As the report states, “There have…reportedly been one or more employees who have expressed interest/concern about the quality of the air in the Town Hall work space.”
Depending on upcoming follow-up tests and resulting recommendations, Tisbury is considering moving employees to other locations within the building, or to other town buildings.
A key area awaiting testing is an upper meeting area in the building’s Katharine Cornell Theater, where the select board meets. Grande hopes that the theater passes testing, so that it can provide an alternate workspace if needed. If the theater needs cleaning, Grande says that the select board could hold virtual meetings, with minimal inconvenience to the board.

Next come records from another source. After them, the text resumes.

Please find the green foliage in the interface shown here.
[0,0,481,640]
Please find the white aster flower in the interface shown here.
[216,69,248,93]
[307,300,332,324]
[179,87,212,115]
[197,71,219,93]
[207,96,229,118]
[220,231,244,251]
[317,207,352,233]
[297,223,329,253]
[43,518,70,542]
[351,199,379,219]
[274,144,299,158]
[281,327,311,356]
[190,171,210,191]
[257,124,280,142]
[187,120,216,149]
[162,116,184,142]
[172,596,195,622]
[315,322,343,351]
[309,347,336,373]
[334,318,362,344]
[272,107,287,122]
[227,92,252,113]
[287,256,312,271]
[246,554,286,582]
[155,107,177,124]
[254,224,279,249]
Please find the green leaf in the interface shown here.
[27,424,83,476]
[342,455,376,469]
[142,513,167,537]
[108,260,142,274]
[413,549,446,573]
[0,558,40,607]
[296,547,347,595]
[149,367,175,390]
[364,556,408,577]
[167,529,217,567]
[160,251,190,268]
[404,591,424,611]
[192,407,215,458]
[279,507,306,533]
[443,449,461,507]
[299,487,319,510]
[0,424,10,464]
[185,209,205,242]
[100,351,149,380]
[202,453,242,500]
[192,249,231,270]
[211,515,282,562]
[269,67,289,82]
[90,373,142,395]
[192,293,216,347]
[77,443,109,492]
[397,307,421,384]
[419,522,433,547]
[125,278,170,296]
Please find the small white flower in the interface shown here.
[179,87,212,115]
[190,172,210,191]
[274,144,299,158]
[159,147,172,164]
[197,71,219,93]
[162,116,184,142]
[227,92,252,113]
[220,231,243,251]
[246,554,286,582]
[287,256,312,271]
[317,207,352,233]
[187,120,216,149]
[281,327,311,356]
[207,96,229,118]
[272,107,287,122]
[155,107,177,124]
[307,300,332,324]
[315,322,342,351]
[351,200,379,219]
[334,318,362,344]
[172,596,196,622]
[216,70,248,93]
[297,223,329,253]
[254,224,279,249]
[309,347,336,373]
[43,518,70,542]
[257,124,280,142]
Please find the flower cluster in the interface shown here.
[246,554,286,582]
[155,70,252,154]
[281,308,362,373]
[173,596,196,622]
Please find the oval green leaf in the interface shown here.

According to Grande, a worst-case situation for the building could be similar to what occurred at Tisbury School in 2019, where some rooms had to be vacated after water incursion. If needed, offices would be relocated during remediation, and some employees would work remotely from other town locations, such as from a meeting room in Tisbury’s Emergency Services Facility.
The NES report also provided air quality debris ratings — “the amount of particulate matter (skin scales, dust mite materials, pet dander, etc.) present in a sample. A higher debris rating means the sample is more difficult to analyze and spores…may be obscured.” Debris ratings under 2 generally indicate acceptable air quality, and ratings of over 3 indicate possible need for action.
Other than the select board office and Big Room, NES sourced debris ratings from two more town hall building locations: the clerk’s office and collector’s office.
NES rated the select board office 4+, and the three other locations 3+ each. The report recommended that town hall “housekeeping vendors only use vacuum cleaners equipped with HEPA filtration.” (HEPA stands for high efficiency particulate air [filter].)
“I want to make sure it’s taken care of and cleaned up to the maximum extent feasible,” Grande said.
Grande, who highlighted the town hall’s age, added that the select board office area is likely within inches of the ground, and that the building lacks a full foundation. Grande is also unsure if there is a moisture barrier between the ground and that part of the building.
Grande also added that the select board office lacks central heating.
Depending on the severity of what NES recommends, cleaning could be complex, and might involve furniture, carpets, walls, halls, and work materials like computers and servers.
“We don’t want to move things and contaminate other areas of the building…At least as I’ve been told, [items] need to be cleaned before they are moved to different locations,” Grande said.
After more testing and details, Kirk Metell, director of Tisbury’s Department of Public Works, will work with NES to decide who and what within the building must be moved, to where, and how cleaning will proceed.